Creating very large random numbers

How would you create a very large random number? I am thinking about the order of 2 ^ 10 ^ 9 (one billion bits). Any programming language - I assume that the solution translates into other languages.

I would like to get a uniform distribution on [1, N].

My initial thoughts:

- You can randomly generate each digit and combine. Problem: even very good pseudo-random generators are likely to develop patterns with millions of digits, right?

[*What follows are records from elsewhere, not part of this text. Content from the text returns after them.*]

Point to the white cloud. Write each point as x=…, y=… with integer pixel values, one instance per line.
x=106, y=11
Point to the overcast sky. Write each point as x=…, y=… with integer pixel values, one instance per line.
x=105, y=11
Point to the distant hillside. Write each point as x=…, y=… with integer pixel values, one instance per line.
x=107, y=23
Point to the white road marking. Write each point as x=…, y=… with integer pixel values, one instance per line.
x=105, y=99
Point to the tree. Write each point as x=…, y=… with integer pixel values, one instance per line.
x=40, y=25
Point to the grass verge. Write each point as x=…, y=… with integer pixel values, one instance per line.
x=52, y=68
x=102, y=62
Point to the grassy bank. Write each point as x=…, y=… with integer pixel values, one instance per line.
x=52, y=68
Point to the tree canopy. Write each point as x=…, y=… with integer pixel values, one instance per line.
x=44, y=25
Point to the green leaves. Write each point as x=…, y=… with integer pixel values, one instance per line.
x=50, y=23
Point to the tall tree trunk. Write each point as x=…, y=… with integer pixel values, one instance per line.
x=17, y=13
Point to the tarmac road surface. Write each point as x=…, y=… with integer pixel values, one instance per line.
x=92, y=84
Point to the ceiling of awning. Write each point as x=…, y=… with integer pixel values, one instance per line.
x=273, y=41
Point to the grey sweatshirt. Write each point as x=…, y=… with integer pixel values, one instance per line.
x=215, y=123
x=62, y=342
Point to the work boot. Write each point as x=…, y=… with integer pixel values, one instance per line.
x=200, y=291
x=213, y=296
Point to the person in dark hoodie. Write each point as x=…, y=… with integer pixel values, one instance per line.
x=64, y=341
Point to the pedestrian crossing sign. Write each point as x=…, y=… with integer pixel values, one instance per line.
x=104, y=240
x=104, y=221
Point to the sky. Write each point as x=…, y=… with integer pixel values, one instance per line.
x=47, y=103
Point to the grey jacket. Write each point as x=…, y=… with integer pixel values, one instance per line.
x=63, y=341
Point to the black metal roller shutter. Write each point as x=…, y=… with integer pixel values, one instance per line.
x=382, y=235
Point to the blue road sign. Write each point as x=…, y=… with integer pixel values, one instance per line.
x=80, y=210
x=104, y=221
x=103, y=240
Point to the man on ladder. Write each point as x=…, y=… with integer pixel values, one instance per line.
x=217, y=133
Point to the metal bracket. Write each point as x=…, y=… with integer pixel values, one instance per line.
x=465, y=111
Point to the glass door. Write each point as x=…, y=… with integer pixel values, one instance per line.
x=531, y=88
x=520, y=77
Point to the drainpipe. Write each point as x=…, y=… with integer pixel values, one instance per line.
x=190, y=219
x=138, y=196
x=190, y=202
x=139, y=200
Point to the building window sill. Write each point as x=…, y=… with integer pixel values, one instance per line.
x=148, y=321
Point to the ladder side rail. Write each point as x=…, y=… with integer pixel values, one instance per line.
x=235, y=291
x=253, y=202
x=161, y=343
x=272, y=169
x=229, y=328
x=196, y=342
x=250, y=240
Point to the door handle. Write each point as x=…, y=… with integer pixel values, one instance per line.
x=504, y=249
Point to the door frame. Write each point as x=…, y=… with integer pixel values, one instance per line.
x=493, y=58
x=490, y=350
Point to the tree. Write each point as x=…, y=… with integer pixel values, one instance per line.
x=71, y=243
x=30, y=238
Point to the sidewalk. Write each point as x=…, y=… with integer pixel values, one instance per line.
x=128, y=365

  • You could help create large random numbers by putting random numbers on random metrics. Problem: you must do the math so that the resulting number is still random, and you should be able to calculate it in a reasonable amount of time (for example, an hour).

  • If this helps, you can try to create a possibly uneven distribution on the smallest possible range (for example, using real numbers) and convert. Problem: it can be equally difficult.

Any ideas?

+7
source share
5 answers

Generate log2(N) random bits to get the number M , where M can be twice as large as N Repeat to M in the range [1;N] .

Now for generating random bits you can use a source of true randomness, which is expensive.

Or you can use some cryptographically secure random number generator, such as AES with a random key, which encrypts the counter for subsequent blocks of bits. Cryptographically secure means that there can be no noticeable patterns.

+4
source

NTL: a library for number theory

It was recommended by my teacher of coding and cryptography theory ... so I think it works correctly and it is quite easy to use.

RandomBnd, RandomBits, RandomLen - routines for generating pseudo random numbers

 ZZ RandomLen_ZZ(long l); // ZZ = psuedo-random number with precisely l bits, // or 0 of l <= 0. 
+2
source

It depends on what the data is for. For most purposes, PRNG is quick and easy. But they are not perfect. For example, I remember that Monte Carlos simulations of chaotic systems are really good at revealing the basic pattern in PRNG.

If this is what you are doing, however, there is a simple trick I learned at gradient school to create a lot of random data. Take a large (preferably fast changing) file. (Some large data structures from a working kernel are good.) Compression to increase entropy. Throw away the headlines. Then, for a good score, encrypt the result. If you plan to use this for cryptographic purposes (and you did not have an ideal set of entropy data for work), then cancel it and encrypt again.

The underlying theory is simple. Information theory tells us that there is no difference between a signal without redundancy and pure random data. Therefore, if we select a large file (i.e. a lot of signal), remove the redundancy with compression and split the headers, we have a pretty good random signal. Encryption does a really good job of removing artifacts. However, encryption algorithms tend to work in blocks. Therefore, if someone could, in spite of everything, guess what happens at the beginning of the file, this data is more easily guessed. But then flipping the file over again and encrypting means that they will need to know the whole file and our encryption in order to find any pattern in the data.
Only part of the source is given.